Descriptive, Expansive, Effusive, Loose
Let's just start by taking a sentence as an example. Shortly before going to Giovanni's apartment in Nation, David says,
I ached abruptly, intolerably, with a longing to go home; not that hotel, in one of the alleys of Paris, where the concierge barred the way with my unpaid bill; but home, home across the ocean, to things and people I knew and understood; to those things, those places, those people which I would always helplessly, and in whatever bitterness of spirit, love above all else. (1.3.128)
At first glance, this appears to be what is called a "loose" sentence in which the main idea – David's longing to go home – is located at the beginning, and everything else is largely ornamental. Yet, as the sentence moves on, we see David clarifying and expanding upon his initial idea. The reason he wants to go home is to find "things and people I knew and understood." By the time the sentence reaches its conclusion, it has regained momentum, built up enough steam to re-make the main idea, or perhaps to create a new one.
At the end of the sentence, we learn that the reason he wants to go home is because there he will find "those people which I would always helplessly, and in whatever bitterness of spirit, love above all else." Love. Notice how this word, which could have popped up so much earlier in the sentence, keeps getting pressed beneath the surface until the very end, so that by the time it does emerge it comes up like a revelation that the reader already knew was there.
On the one hand, the idea of love is simply clarifying the main idea of the sentence: it is a reason why David wants to go back home. Yet, on the other, he here presents an entirely new idea: it is possible to love someone helplessly, against one's will. It's as if we can no more choose the ones we love than we can choose our height or the color of our eyes.

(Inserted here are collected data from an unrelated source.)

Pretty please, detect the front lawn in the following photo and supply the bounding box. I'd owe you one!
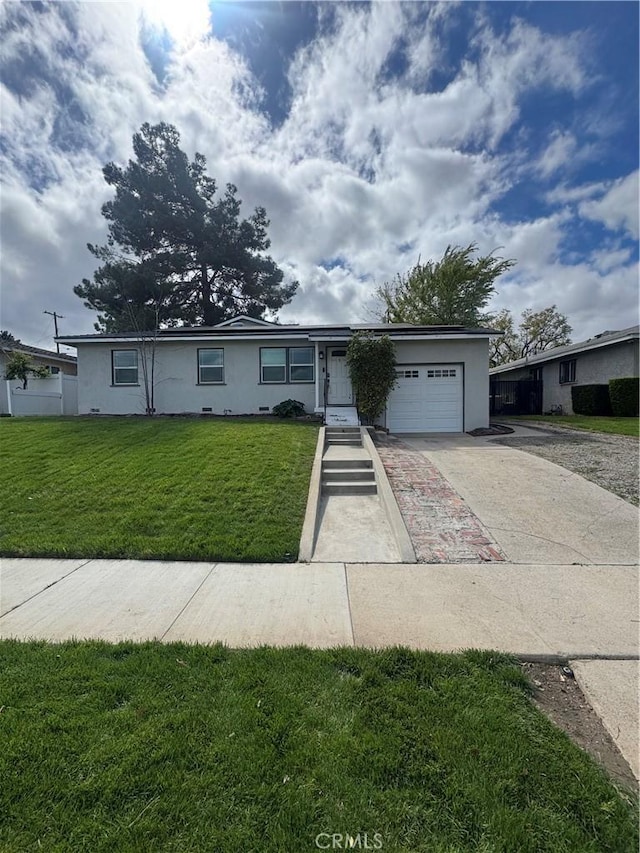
[0,643,636,852]
[0,417,318,562]
[504,415,639,436]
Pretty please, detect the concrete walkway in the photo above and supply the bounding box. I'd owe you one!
[3,559,637,656]
[311,444,401,563]
[2,556,638,776]
[400,432,639,565]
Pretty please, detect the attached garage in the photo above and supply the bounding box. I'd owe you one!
[387,364,463,433]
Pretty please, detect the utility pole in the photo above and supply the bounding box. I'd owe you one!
[44,310,65,354]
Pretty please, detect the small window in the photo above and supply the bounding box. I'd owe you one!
[48,365,60,375]
[331,349,347,357]
[289,347,314,382]
[261,348,287,383]
[199,349,224,383]
[559,360,576,384]
[112,350,138,385]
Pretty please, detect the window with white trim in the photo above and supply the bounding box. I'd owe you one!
[260,347,315,383]
[112,350,138,385]
[559,360,576,384]
[289,347,314,382]
[261,348,287,383]
[198,349,224,383]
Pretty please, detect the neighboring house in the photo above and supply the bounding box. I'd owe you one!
[57,315,496,433]
[0,343,78,416]
[0,343,78,377]
[489,326,639,415]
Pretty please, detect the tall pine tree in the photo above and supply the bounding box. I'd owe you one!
[75,123,297,331]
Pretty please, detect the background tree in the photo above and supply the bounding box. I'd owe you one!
[490,305,572,367]
[346,333,397,424]
[75,122,297,331]
[377,243,515,326]
[0,331,19,344]
[4,352,48,389]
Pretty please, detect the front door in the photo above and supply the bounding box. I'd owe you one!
[327,349,353,405]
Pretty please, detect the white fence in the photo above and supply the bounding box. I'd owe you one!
[0,374,78,416]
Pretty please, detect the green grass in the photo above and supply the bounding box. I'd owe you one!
[0,417,319,561]
[503,415,639,436]
[0,643,636,852]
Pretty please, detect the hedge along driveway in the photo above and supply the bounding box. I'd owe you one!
[0,417,319,562]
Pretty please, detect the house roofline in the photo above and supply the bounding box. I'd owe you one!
[489,325,639,375]
[1,344,77,363]
[57,323,499,347]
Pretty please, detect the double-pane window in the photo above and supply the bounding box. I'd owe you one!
[260,347,314,383]
[112,350,138,385]
[199,349,224,383]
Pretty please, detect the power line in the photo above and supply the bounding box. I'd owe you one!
[43,310,65,354]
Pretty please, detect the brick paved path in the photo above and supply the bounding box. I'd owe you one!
[373,433,506,563]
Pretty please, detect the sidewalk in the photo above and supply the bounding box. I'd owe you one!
[3,558,637,655]
[2,557,638,777]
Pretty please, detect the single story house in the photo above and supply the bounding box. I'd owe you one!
[0,342,77,377]
[57,315,496,433]
[489,325,639,415]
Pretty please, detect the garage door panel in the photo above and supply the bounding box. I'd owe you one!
[388,364,463,433]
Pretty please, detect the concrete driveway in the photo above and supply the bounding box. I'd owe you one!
[399,431,639,565]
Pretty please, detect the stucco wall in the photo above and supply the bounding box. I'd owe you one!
[389,337,490,430]
[491,340,639,414]
[75,336,491,427]
[76,339,317,415]
[543,340,638,414]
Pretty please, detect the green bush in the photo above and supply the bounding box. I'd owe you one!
[346,333,397,424]
[272,399,306,418]
[571,384,612,416]
[609,377,639,417]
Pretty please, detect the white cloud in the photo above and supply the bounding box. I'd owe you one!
[590,245,633,275]
[579,171,639,239]
[536,131,578,179]
[472,16,589,148]
[0,2,636,350]
[545,180,607,205]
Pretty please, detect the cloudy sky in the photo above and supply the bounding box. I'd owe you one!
[1,1,638,354]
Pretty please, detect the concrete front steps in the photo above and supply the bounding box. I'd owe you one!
[322,458,376,495]
[300,426,415,563]
[325,427,362,448]
[324,406,360,427]
[322,429,377,495]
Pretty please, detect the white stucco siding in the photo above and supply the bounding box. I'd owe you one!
[75,339,317,415]
[388,338,490,431]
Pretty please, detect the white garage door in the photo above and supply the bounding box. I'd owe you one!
[387,364,463,433]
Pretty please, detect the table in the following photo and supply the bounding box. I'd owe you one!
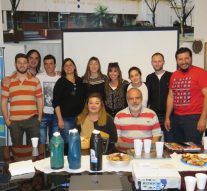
[0,144,135,191]
[0,144,206,191]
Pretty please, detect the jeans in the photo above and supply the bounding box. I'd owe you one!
[172,114,203,145]
[59,117,76,143]
[9,115,40,145]
[39,114,59,144]
[157,114,174,142]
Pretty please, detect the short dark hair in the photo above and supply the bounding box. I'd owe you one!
[151,52,164,60]
[128,66,142,78]
[175,47,192,59]
[43,54,56,64]
[15,53,28,63]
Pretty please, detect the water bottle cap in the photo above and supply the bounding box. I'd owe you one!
[92,129,100,134]
[53,132,60,137]
[69,128,78,134]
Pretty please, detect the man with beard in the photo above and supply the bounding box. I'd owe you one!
[1,53,43,145]
[146,52,173,142]
[165,47,207,145]
[114,88,161,150]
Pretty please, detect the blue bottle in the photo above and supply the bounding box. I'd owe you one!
[50,132,64,169]
[68,128,81,169]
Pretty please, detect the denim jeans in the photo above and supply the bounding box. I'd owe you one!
[172,114,203,145]
[157,114,174,142]
[39,114,59,144]
[59,117,76,143]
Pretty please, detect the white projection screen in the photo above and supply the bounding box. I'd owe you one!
[62,28,179,81]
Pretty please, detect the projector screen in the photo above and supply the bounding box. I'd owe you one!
[62,28,179,81]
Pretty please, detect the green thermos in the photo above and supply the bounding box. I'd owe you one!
[50,132,64,169]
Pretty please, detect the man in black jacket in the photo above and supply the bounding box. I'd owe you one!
[146,52,174,142]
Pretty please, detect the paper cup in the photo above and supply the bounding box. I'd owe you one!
[32,147,39,156]
[203,137,207,150]
[184,176,196,191]
[31,137,39,147]
[134,139,143,156]
[155,141,164,157]
[143,139,151,153]
[195,173,207,190]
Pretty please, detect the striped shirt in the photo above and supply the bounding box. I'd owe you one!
[114,107,161,144]
[1,73,42,121]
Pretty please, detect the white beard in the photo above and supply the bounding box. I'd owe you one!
[128,103,142,113]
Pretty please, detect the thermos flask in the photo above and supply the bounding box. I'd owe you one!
[90,130,103,171]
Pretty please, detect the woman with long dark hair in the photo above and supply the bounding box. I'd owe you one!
[104,62,128,117]
[53,58,85,143]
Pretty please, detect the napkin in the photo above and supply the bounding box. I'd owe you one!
[9,160,35,176]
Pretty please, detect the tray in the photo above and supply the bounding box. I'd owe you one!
[165,142,201,152]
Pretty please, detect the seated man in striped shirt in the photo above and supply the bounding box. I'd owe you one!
[1,53,43,145]
[114,88,161,150]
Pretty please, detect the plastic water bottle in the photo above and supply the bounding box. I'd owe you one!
[68,128,81,169]
[50,132,64,169]
[90,130,103,171]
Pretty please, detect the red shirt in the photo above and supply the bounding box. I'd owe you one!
[169,66,207,115]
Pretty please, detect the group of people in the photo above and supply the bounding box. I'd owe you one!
[1,47,207,152]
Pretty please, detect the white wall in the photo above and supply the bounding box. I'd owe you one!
[1,0,139,14]
[193,0,207,69]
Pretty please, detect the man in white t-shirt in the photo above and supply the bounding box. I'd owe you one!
[36,54,60,144]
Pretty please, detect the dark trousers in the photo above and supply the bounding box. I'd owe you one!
[172,114,203,145]
[9,115,40,145]
[157,114,174,142]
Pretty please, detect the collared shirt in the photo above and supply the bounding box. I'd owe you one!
[1,72,42,121]
[114,107,161,144]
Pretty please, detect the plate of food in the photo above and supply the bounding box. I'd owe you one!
[165,142,201,152]
[106,153,132,166]
[181,153,207,167]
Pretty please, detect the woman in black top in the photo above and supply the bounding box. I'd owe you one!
[53,58,85,143]
[82,56,107,99]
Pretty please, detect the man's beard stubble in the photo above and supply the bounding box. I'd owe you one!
[16,68,28,74]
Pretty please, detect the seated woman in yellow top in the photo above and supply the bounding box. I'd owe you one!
[76,92,117,153]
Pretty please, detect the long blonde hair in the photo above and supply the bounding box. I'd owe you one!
[76,93,108,126]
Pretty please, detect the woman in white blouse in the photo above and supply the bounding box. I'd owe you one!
[127,66,148,107]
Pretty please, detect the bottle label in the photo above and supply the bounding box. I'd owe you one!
[90,149,97,163]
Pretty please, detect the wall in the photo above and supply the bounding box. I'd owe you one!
[1,0,139,14]
[193,0,207,69]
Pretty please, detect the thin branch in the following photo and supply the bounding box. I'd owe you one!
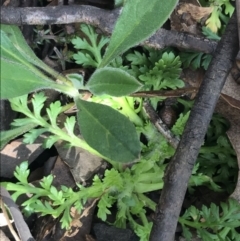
[0,197,21,241]
[143,101,179,149]
[235,0,240,60]
[130,87,198,98]
[236,0,240,48]
[149,11,239,241]
[0,187,36,241]
[0,5,217,54]
[78,87,198,99]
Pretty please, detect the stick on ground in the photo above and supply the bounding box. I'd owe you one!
[0,5,217,54]
[149,11,239,241]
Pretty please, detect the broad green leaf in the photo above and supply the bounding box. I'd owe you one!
[1,27,78,99]
[0,123,38,150]
[1,25,58,76]
[75,98,141,162]
[0,29,30,66]
[87,67,143,96]
[99,0,178,67]
[1,57,60,99]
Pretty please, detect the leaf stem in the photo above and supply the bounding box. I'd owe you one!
[112,97,144,126]
[134,182,163,194]
[137,193,156,211]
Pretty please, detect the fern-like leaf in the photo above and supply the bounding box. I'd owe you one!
[72,24,109,67]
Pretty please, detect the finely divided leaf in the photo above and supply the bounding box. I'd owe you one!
[76,99,141,162]
[72,24,109,67]
[64,116,76,137]
[46,101,62,127]
[0,123,38,150]
[14,161,30,184]
[126,51,149,65]
[87,67,143,96]
[40,175,54,190]
[23,128,47,144]
[32,92,47,118]
[5,118,30,128]
[44,135,60,148]
[73,51,98,67]
[100,0,178,67]
[171,111,190,136]
[97,193,113,221]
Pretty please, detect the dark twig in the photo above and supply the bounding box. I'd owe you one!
[78,87,198,99]
[0,197,21,241]
[236,0,240,47]
[0,5,217,54]
[235,0,240,61]
[149,12,239,241]
[143,101,179,149]
[130,87,198,98]
[0,186,36,241]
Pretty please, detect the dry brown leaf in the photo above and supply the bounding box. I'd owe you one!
[221,74,240,102]
[65,199,99,237]
[177,3,213,21]
[215,99,240,202]
[221,94,240,110]
[214,74,240,202]
[170,0,203,35]
[70,207,83,228]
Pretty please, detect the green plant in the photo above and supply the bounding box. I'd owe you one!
[2,69,237,241]
[202,26,221,40]
[7,91,142,164]
[1,160,161,240]
[200,0,235,33]
[2,139,238,241]
[0,2,179,238]
[197,115,238,193]
[179,199,240,241]
[0,0,178,163]
[71,24,109,68]
[180,51,212,70]
[2,86,232,240]
[1,1,239,240]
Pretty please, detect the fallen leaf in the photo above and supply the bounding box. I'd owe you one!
[64,199,99,239]
[170,0,204,35]
[215,73,240,202]
[221,93,240,110]
[177,3,213,21]
[221,74,240,102]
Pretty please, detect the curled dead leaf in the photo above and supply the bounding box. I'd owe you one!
[177,3,213,21]
[64,199,99,238]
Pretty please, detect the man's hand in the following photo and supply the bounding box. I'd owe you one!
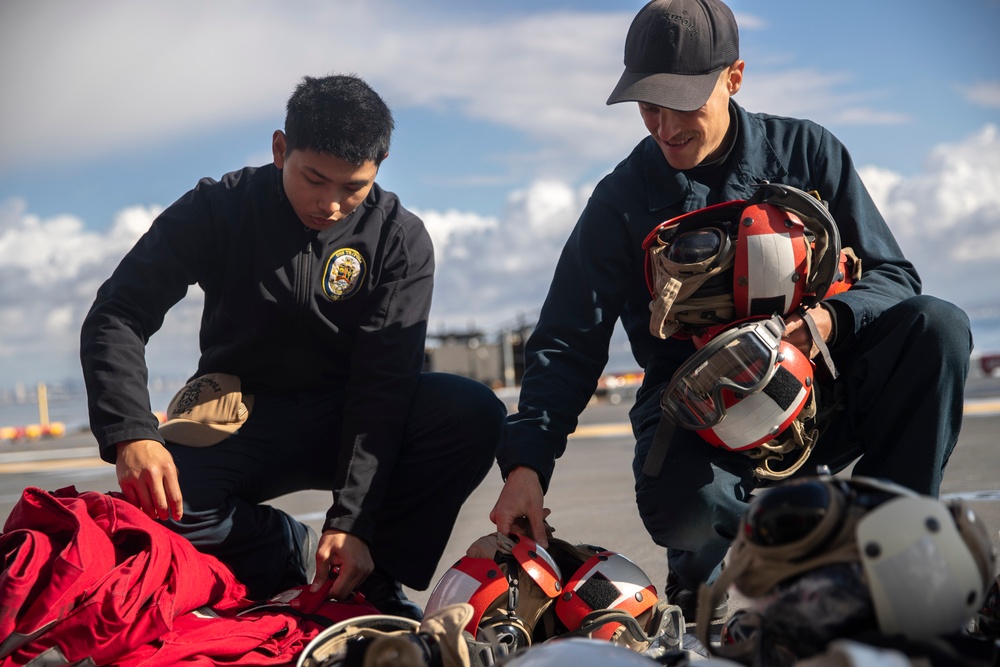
[311,530,374,601]
[490,466,550,548]
[115,439,183,521]
[783,305,832,360]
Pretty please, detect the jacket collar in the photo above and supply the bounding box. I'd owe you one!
[641,101,790,213]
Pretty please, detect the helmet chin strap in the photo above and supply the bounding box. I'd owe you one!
[744,389,820,481]
[800,306,839,379]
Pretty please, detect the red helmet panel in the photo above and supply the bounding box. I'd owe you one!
[734,203,809,320]
[555,552,658,640]
[424,557,510,633]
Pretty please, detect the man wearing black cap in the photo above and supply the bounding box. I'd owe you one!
[490,0,971,623]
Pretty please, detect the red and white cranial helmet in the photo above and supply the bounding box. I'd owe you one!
[733,201,810,320]
[643,182,855,340]
[554,550,658,641]
[662,315,814,452]
[424,533,562,651]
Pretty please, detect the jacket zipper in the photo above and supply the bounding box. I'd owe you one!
[294,234,313,382]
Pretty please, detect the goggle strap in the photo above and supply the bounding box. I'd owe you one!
[641,414,676,477]
[670,292,736,328]
[802,307,839,379]
[649,276,683,339]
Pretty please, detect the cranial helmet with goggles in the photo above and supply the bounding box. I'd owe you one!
[661,315,813,446]
[424,532,684,655]
[645,314,819,481]
[643,182,860,341]
[643,183,861,480]
[697,473,998,661]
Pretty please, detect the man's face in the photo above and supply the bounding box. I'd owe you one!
[272,131,379,231]
[639,62,744,171]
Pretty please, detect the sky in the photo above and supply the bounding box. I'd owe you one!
[1,0,999,390]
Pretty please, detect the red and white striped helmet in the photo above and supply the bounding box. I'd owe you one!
[643,182,851,339]
[423,534,562,650]
[554,550,659,641]
[663,315,814,452]
[733,201,810,320]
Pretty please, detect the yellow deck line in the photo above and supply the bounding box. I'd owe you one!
[569,399,1000,438]
[2,399,999,473]
[964,400,1000,416]
[570,423,633,438]
[0,457,106,474]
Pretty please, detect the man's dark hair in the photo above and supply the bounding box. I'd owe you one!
[284,74,394,166]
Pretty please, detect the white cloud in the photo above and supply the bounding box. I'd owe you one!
[0,202,201,386]
[0,0,640,177]
[859,124,1000,306]
[962,81,1000,109]
[0,0,923,183]
[3,114,998,386]
[735,67,911,127]
[419,180,592,331]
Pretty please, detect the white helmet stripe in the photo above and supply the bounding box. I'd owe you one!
[711,386,807,450]
[745,232,798,315]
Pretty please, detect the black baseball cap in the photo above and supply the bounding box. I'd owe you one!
[607,0,740,112]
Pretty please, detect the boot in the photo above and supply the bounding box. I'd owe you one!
[359,567,424,621]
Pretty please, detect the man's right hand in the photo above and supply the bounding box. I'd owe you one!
[115,439,183,521]
[490,466,550,548]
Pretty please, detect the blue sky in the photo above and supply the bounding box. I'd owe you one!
[1,0,999,388]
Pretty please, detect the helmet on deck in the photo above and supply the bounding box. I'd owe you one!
[699,473,997,662]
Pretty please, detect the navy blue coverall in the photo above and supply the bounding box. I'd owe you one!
[498,101,971,592]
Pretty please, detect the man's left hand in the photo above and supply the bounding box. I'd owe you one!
[310,529,373,601]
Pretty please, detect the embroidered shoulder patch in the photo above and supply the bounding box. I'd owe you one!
[322,248,366,301]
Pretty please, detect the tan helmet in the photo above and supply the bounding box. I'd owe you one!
[698,474,997,660]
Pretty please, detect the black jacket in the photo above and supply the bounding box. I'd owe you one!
[80,163,434,539]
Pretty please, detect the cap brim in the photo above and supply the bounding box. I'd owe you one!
[159,419,238,447]
[606,69,722,112]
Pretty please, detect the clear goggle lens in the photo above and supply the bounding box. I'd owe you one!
[661,316,784,429]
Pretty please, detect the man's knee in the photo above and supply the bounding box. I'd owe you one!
[411,374,506,488]
[424,372,506,443]
[636,480,715,550]
[891,295,971,354]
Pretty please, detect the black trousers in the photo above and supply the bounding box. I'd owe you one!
[165,372,506,599]
[632,295,973,591]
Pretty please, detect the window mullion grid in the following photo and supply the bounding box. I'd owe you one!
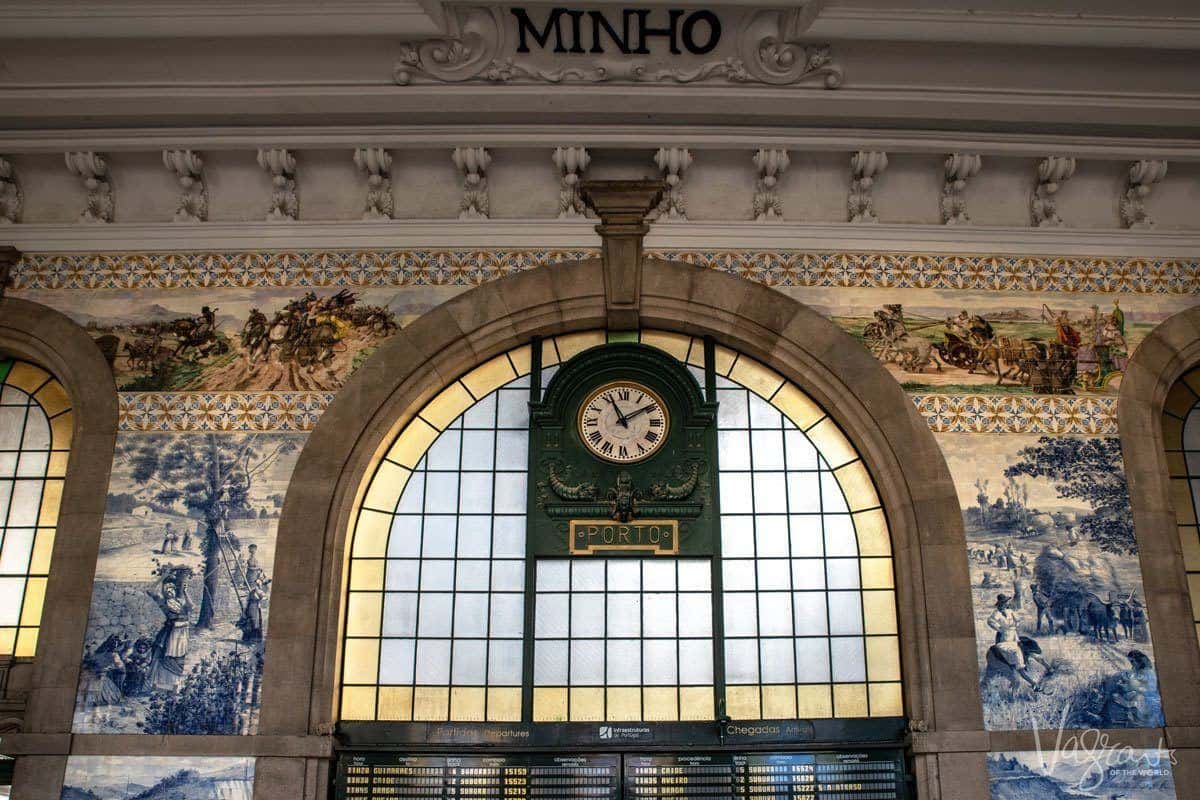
[405,465,430,721]
[481,399,499,721]
[566,560,574,720]
[7,395,33,647]
[780,399,799,717]
[602,558,609,720]
[746,388,765,719]
[443,418,466,721]
[818,450,835,718]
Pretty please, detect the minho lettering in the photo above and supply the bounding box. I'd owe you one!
[511,7,721,56]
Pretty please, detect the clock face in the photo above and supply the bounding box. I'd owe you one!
[578,381,670,463]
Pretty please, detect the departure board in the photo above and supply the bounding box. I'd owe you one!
[335,753,621,799]
[624,751,906,800]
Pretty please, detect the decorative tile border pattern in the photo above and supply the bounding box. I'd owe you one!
[117,391,1118,435]
[13,249,1200,294]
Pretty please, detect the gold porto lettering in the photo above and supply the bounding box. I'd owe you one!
[568,519,679,554]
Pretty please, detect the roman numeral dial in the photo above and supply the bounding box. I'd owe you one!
[577,381,669,463]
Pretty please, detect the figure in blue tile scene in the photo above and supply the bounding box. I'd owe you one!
[148,566,193,689]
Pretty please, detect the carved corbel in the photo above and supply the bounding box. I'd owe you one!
[753,148,789,221]
[1120,159,1168,229]
[453,147,491,219]
[353,147,394,220]
[0,157,21,224]
[654,147,693,220]
[162,149,208,222]
[257,148,298,222]
[1031,156,1075,228]
[65,151,114,223]
[737,6,843,88]
[848,151,887,223]
[0,246,19,299]
[553,147,591,219]
[940,153,981,225]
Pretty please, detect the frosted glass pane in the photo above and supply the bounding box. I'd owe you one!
[0,577,23,625]
[607,594,641,637]
[462,392,497,428]
[421,516,456,558]
[379,639,415,684]
[643,593,677,637]
[722,560,756,591]
[722,594,758,637]
[418,594,453,636]
[491,560,525,592]
[0,386,27,405]
[784,429,819,470]
[537,560,569,591]
[821,472,849,513]
[420,560,454,590]
[423,473,459,514]
[425,429,461,470]
[0,407,25,449]
[490,594,524,637]
[758,593,794,636]
[755,515,789,557]
[824,515,857,557]
[717,389,749,428]
[493,473,527,514]
[0,452,16,478]
[415,639,451,684]
[795,638,831,682]
[760,638,795,683]
[570,640,605,684]
[830,637,866,681]
[753,473,787,513]
[16,451,49,478]
[643,560,675,591]
[787,472,821,514]
[7,480,41,527]
[492,516,525,557]
[489,639,523,684]
[793,592,828,636]
[826,559,861,589]
[460,430,495,470]
[679,639,714,684]
[385,560,420,591]
[678,594,712,637]
[539,364,559,389]
[387,516,422,558]
[571,560,604,591]
[606,640,640,685]
[452,640,487,684]
[748,394,782,428]
[381,592,417,636]
[724,639,759,684]
[828,592,864,635]
[720,473,753,514]
[453,593,489,637]
[20,410,49,450]
[718,430,751,470]
[497,390,529,428]
[789,515,824,557]
[678,560,711,590]
[458,473,493,514]
[643,640,678,685]
[607,560,641,591]
[757,560,791,591]
[495,431,528,470]
[456,517,491,558]
[721,516,755,557]
[395,475,425,514]
[751,430,785,470]
[535,640,568,684]
[571,593,604,637]
[0,483,9,528]
[792,559,826,590]
[536,593,569,637]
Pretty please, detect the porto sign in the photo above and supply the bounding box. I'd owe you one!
[512,7,721,55]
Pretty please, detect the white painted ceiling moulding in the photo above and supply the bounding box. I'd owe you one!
[4,220,1200,258]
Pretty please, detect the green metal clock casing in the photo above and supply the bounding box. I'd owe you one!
[526,341,720,557]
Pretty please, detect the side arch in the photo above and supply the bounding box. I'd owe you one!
[262,258,977,742]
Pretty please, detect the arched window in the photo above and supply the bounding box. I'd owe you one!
[1162,368,1200,647]
[338,332,900,722]
[0,358,72,658]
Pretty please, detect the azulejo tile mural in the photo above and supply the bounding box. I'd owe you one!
[61,756,254,799]
[72,431,304,735]
[939,433,1163,732]
[987,750,1176,800]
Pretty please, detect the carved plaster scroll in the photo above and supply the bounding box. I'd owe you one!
[64,151,114,224]
[737,7,842,88]
[753,148,789,222]
[1031,156,1075,228]
[654,147,693,221]
[940,153,981,225]
[0,158,20,224]
[162,149,208,223]
[354,147,394,220]
[579,179,666,331]
[257,148,298,222]
[553,147,591,219]
[453,146,491,219]
[1120,159,1168,229]
[848,151,887,223]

This sentence, like so many others in the book, unfolds. One idea rolls into another and then another, and perhaps they all add up to one single idea, big and beautiful and full of contradictions. Looking at the sentence, one realizes that the entire story unfolds in the same way. It's as if David has cleared out an excavation site for his past and he is digging, digging clause after clause, against his own repression, in an effort to see the truth.
We only use one example because James Baldwin is a veritable master of the sentence. You can find more ideas in one of Baldwin's sentences than you can find in some novels.